The sex abuse scandals in the military have prompted Sen. Kirsten Gillibrand, D-N.Y., and other lawmakers to call for changes in the military justice system that would remove commanders from exercising their authority to overturn convictions in sex cases.

Gillibrand issued a statement in light of the latest allegations coming from Fort Hood that another sexual abuse prevention leader has been charged with a sex crime.

"To say this report is disturbing would be a gross understatement. For the second time in a week, we are seeing someone who is supposed to be preventing sexual assault being investigated for committing that very act,” she said.
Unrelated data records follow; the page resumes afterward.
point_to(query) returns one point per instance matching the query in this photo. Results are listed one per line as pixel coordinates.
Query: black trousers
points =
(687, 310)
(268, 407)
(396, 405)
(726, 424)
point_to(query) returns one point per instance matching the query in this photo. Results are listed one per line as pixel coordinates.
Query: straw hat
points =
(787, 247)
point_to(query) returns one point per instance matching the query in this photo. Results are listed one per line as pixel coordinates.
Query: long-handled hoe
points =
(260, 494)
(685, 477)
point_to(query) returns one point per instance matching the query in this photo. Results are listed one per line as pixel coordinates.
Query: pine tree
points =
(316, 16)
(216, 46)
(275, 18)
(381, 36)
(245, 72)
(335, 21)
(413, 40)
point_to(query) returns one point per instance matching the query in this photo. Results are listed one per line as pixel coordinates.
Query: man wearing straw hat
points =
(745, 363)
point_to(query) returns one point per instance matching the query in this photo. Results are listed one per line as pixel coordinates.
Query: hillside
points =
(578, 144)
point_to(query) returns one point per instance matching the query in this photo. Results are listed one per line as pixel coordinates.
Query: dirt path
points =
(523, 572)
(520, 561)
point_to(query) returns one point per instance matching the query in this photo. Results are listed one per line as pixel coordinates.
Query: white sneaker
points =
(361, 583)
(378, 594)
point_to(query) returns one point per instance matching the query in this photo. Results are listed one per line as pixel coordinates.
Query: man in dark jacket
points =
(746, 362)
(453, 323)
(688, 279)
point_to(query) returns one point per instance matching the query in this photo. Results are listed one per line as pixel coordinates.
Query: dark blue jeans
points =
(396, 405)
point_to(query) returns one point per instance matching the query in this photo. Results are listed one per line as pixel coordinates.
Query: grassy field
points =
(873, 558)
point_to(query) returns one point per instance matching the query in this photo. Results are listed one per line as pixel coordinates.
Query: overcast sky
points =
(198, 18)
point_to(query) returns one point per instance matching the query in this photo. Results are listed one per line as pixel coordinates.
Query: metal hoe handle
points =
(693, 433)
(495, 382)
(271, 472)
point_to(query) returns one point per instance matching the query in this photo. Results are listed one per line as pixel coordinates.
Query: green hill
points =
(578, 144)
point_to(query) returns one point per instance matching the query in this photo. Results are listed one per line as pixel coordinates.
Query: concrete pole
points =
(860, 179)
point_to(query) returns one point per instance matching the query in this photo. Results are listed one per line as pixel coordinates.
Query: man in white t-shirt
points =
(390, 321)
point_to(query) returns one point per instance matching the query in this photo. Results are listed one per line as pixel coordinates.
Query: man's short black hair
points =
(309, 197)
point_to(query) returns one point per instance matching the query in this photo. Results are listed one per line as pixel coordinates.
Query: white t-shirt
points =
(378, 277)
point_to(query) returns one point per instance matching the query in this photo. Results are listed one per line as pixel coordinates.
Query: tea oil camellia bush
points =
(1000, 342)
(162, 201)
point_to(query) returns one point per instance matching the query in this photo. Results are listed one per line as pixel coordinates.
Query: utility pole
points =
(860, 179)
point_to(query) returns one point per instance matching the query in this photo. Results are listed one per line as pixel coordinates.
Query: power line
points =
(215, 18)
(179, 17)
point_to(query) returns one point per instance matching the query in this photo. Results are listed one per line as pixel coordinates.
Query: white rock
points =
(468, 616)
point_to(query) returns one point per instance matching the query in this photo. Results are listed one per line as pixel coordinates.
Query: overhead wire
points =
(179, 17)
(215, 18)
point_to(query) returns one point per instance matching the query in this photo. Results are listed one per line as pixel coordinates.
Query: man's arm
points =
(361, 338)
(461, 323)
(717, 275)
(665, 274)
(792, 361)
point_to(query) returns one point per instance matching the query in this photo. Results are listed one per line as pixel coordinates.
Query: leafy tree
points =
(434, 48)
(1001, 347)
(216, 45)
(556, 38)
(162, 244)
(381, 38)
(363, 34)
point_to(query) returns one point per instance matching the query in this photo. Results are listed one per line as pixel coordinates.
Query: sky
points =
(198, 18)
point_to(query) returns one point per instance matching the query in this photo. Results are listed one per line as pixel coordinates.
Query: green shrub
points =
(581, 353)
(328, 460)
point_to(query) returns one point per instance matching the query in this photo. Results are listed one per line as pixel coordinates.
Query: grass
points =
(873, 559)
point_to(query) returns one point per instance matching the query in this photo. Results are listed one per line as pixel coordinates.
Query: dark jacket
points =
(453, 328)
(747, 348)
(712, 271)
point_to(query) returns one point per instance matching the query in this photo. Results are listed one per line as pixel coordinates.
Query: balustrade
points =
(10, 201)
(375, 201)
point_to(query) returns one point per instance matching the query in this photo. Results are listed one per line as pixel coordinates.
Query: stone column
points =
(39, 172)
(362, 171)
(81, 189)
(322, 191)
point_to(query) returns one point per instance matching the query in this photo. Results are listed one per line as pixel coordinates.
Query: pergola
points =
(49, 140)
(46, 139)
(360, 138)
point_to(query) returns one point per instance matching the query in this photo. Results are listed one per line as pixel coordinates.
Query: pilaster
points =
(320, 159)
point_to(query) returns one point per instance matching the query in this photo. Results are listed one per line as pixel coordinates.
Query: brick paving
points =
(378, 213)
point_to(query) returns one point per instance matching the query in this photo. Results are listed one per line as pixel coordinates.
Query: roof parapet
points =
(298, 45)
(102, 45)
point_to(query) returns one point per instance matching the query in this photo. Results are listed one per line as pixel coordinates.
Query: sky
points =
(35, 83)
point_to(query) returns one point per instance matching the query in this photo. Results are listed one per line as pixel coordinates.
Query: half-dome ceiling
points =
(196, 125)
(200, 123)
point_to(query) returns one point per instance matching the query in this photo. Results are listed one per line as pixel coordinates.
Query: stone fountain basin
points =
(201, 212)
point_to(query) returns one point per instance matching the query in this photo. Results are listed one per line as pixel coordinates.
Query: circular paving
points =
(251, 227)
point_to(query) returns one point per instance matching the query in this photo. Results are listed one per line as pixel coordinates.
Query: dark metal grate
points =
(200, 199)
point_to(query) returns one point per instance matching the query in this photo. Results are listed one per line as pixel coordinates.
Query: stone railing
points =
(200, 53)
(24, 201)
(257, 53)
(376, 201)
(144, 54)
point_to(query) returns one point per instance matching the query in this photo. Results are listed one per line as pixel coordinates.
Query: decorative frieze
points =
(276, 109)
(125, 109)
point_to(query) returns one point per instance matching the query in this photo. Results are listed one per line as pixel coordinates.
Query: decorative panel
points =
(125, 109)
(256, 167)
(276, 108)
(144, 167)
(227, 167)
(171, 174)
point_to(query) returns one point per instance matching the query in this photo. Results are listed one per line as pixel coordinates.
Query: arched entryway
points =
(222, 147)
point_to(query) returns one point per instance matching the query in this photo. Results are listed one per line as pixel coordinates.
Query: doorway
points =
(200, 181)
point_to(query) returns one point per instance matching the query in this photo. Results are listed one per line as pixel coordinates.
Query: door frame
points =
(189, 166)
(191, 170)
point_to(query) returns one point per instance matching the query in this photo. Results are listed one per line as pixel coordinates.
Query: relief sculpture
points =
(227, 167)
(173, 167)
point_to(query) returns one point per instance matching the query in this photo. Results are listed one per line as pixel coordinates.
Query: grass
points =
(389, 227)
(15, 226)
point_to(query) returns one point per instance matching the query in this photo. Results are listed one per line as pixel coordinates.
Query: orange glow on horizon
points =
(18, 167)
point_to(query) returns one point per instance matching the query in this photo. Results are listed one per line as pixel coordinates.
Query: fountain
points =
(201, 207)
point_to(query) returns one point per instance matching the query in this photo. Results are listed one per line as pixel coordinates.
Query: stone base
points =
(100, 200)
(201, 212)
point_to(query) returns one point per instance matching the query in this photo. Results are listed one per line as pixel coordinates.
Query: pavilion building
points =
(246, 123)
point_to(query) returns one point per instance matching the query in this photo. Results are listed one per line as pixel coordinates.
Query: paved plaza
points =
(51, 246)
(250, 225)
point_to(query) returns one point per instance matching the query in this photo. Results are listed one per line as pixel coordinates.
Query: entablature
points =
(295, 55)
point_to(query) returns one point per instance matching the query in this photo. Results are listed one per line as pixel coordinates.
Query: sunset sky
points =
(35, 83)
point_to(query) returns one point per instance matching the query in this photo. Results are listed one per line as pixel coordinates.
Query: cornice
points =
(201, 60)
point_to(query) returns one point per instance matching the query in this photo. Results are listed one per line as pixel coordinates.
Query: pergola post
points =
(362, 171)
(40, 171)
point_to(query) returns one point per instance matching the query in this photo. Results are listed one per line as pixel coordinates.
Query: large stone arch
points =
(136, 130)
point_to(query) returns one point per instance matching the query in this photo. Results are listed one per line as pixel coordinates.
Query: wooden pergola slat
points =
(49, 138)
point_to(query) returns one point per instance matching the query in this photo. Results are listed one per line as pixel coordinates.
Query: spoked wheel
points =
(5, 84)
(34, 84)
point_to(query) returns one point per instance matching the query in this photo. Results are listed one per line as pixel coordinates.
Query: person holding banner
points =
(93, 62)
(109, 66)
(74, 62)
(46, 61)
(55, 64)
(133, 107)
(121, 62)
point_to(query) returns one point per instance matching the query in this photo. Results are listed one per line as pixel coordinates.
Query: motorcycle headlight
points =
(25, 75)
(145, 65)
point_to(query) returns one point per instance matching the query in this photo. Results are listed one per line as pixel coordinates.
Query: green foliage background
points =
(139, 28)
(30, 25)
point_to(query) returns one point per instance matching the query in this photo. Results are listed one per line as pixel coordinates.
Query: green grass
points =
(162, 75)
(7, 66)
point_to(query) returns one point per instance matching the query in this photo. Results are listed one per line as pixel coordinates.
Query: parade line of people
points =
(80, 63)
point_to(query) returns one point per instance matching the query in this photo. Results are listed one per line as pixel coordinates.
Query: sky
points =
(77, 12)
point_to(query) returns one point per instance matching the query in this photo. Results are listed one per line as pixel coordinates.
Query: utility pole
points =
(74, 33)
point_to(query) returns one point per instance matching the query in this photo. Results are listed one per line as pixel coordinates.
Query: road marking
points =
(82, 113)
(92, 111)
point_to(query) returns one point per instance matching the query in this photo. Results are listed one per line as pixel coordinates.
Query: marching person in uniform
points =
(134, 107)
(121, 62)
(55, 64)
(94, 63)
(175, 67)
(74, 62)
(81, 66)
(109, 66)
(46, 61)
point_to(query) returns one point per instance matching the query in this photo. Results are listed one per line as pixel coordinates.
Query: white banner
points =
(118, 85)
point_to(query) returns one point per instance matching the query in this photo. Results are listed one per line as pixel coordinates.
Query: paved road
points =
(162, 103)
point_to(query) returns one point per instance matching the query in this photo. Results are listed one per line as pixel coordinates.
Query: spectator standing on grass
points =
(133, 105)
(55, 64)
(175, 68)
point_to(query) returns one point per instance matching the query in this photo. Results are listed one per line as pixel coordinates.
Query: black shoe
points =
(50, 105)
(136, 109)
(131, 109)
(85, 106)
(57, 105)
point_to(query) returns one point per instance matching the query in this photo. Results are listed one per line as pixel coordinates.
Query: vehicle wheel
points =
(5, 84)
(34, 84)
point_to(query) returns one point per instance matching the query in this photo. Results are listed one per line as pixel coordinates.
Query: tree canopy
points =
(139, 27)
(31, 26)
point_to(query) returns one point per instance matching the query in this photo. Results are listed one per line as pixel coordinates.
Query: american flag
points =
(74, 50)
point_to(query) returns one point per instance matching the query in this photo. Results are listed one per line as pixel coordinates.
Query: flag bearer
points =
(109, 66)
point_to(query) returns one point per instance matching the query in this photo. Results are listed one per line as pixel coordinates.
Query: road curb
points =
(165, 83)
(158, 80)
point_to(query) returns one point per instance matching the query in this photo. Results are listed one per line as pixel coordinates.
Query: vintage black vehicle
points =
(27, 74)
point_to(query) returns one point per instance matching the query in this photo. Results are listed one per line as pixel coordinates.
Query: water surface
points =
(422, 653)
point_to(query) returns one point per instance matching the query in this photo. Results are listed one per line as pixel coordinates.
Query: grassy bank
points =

Gillibrand, who chairs the personnel subcommittee on the Senate Armed Services Committee, said the military has “to do better by the men and women serving and assure them that they will not be attacked by their colleagues.”

Rep. Howard McKeon, R-Calif., chairman of the House Armed Services Committee, said the allegations against the Fort Hood sergeant, following on the Krusinski arrest, had “deeply shaken” his confidence in the military’s ability to deal with sexual assault within its ranks.

"I have a granddaughter in the U.S. Army,” McKeon said in a statement. “We can prepare them to face the enemy abroad. But we cannot, nor will not, tolerate an enemy within. I will not be satisfied with any response to this crime that fails to hold both the perpetrator and the chain of command responsible.”

"As I said to our new Brigadier General Corps when I spoke to them about two weeks ago, 'You can do everything from this point forward in your military career perfectly, but if you fail on this, you have failed the Army,' " he said.